ViSTA-TV is processing a vast amount of different data formats at various time scales: EPG data that comes mostly in a rich relational data format as well as annotations represented as triples, simple key value pairs that need to be processed under real time constraints, aggregated output data which needs to be queried flexibly for presentation purposes in dashboards and applications, and ontologically represented knowledge.
All these data collections in their respective processing contexts pose very different requirements on the technologies used for storage and retrieval. These are the choices we made for the ViSTA-TV platform:
- The basics: MySQL for relational data. Though ViSTA-TV focuses on processing high-velocity data, much of the utility data exist on a more or less static time scale: electronic programme guide, shows, movies, actors, ratings, etc. Here, performance is not so much of an issue as are a rich query language and ease of use. We hence decided for MySQL as a relational data storage.
- High speed: Cassandra NoSQL database for realtime user logs. When it comes to processing live user log data including events like users joining or leaving channels, speed is everything, and trading it in for a rich query language is not an option.
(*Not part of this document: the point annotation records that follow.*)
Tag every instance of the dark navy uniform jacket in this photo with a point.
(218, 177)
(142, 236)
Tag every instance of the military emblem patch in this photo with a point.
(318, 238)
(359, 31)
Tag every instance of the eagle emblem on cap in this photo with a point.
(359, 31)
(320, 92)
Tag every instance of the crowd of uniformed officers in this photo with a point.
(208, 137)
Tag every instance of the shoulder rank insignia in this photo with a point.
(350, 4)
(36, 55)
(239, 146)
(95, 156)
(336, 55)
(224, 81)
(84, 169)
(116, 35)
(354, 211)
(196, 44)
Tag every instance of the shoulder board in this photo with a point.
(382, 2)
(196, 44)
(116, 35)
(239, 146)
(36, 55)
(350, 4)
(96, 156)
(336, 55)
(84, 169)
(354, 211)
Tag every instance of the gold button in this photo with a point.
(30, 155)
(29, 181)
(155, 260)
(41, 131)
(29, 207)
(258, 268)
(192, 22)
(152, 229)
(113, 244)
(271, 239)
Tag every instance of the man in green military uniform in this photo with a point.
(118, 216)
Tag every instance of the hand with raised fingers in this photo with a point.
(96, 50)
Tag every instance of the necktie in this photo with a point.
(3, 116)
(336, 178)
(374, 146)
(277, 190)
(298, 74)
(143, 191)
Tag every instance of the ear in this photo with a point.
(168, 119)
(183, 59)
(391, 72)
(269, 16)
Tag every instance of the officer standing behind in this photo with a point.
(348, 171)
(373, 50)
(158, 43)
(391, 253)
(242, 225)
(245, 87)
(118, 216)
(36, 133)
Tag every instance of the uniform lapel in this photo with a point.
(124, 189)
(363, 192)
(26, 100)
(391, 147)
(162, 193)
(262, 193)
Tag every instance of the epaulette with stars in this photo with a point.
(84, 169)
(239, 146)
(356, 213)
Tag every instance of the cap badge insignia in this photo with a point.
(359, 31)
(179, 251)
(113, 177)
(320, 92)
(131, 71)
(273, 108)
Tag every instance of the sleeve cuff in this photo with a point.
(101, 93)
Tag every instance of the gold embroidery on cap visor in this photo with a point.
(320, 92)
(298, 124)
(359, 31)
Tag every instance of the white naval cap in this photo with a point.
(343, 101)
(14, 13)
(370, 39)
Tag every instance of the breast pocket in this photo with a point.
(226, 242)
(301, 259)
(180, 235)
We therefore chose the Cassandra NoSQL database to store usage logs in the form of key value pairs.
- Slice and dice: Mondrian OLAP server for multidimensional data. Once data is processed, it eventually needs to be accessed by front end applications like dashboards and other apps. Here, querying speed is the critical factor which means that we have to prepare the service layer with the actual application requirements in mind. An OLAP server is well suited to query and aggregate in a flexible yet efficient manner.
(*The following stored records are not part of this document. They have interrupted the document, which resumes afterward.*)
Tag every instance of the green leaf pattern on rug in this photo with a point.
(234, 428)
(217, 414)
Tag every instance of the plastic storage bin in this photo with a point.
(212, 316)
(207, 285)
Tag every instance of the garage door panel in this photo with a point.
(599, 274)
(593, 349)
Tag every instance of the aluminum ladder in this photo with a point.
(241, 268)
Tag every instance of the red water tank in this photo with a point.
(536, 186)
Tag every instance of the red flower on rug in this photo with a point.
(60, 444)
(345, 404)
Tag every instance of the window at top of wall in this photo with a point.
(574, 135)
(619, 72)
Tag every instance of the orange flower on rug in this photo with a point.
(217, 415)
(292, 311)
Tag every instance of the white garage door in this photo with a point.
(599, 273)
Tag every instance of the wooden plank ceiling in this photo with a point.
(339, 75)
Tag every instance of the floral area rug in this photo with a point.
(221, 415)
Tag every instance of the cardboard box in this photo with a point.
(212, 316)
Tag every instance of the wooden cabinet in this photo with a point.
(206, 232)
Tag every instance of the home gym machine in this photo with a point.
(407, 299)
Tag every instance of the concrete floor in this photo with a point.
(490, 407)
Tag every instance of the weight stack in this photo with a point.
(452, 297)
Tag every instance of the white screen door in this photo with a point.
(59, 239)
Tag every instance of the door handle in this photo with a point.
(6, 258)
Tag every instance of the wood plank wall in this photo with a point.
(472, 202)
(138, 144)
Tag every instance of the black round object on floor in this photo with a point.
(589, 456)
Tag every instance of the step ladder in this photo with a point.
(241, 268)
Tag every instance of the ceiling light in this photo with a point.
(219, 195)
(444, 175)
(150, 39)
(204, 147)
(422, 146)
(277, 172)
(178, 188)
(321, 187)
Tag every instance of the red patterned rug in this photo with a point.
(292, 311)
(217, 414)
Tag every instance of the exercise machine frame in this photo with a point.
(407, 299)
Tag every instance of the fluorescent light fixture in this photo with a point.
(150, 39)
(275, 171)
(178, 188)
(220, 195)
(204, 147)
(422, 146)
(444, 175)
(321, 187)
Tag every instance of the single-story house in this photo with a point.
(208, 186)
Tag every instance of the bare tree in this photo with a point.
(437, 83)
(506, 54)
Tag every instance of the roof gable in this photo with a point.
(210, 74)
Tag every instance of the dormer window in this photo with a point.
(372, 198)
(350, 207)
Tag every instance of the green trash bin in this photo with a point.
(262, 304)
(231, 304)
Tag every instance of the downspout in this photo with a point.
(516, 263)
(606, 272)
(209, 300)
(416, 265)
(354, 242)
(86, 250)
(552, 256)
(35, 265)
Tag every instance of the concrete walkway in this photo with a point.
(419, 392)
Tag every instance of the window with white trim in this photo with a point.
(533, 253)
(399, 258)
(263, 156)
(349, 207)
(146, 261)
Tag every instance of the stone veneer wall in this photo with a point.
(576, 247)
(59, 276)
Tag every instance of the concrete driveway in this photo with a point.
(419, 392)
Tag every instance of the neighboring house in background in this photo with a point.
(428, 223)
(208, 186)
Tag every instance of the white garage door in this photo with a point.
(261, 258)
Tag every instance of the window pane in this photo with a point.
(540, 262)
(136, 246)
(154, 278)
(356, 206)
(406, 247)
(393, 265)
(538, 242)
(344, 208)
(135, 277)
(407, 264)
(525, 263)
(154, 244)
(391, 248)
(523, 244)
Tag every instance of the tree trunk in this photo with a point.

Whereas each of the above choices has a good motivation for its individual use case, it also means that clients to these need to speak in different languages, often introducing heavyweight dependencies. In order to abstract from the actual implementation details of the data warehouse, we therefore decided to add an abstraction layer which serves all of the requests through a simple REST interface to which all clients can connect.
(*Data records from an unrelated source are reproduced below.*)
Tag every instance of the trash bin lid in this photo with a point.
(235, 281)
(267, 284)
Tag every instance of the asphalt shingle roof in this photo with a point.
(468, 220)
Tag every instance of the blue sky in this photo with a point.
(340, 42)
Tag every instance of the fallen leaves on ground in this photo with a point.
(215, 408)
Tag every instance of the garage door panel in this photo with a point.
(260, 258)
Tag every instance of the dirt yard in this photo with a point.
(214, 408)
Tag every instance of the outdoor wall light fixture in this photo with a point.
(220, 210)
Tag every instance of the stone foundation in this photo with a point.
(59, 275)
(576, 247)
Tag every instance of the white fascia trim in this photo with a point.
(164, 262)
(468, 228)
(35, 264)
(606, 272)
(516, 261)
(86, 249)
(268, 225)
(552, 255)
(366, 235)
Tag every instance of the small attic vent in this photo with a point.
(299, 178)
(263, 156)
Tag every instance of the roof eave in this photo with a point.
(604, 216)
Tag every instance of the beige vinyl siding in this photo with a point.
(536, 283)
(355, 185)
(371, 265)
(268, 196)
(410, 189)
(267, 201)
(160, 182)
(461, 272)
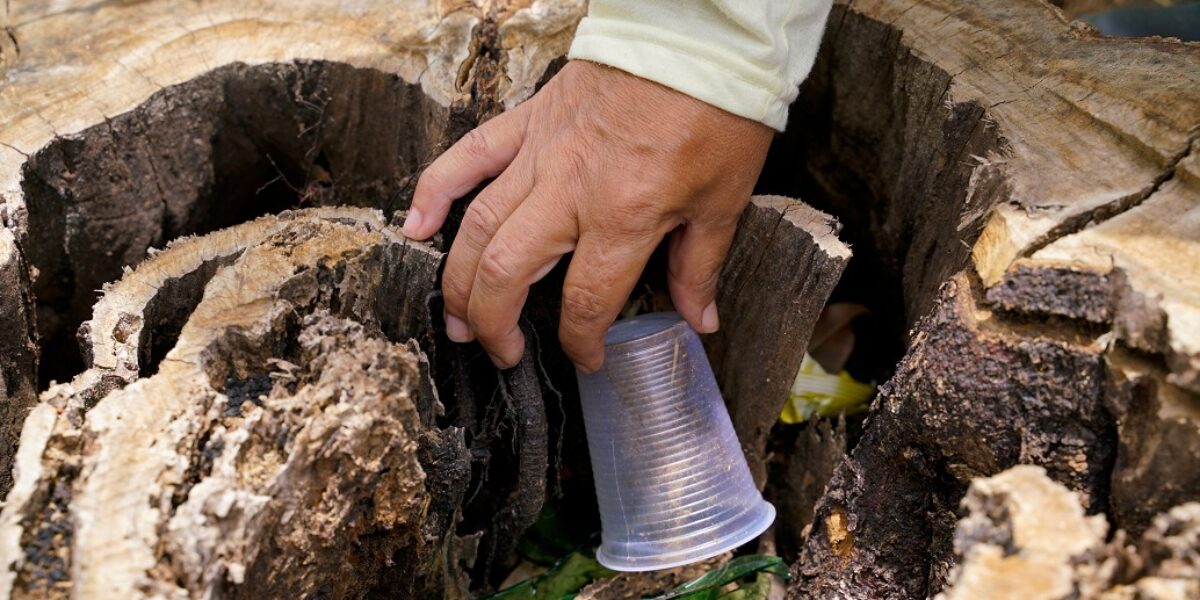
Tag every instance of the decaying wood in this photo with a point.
(1026, 537)
(1033, 199)
(783, 265)
(1025, 190)
(18, 353)
(275, 444)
This interface is implemented by a RapidAnalytics server which under the hood manages connections to relational database systems, Cassandra, and the OLAP server. To that end, we are using its built-in mechanism to create user-defined Web services using the point-and-click interface of RapidMiner which in turn comes with various connectors to all of the above.
In addition to being an interface for the processing engine and apps, RapidAnalytics is also used for scheduled execution of data integration workflows, for example for the integration with EPG data sources, data enrichment, feature extraction and model generation.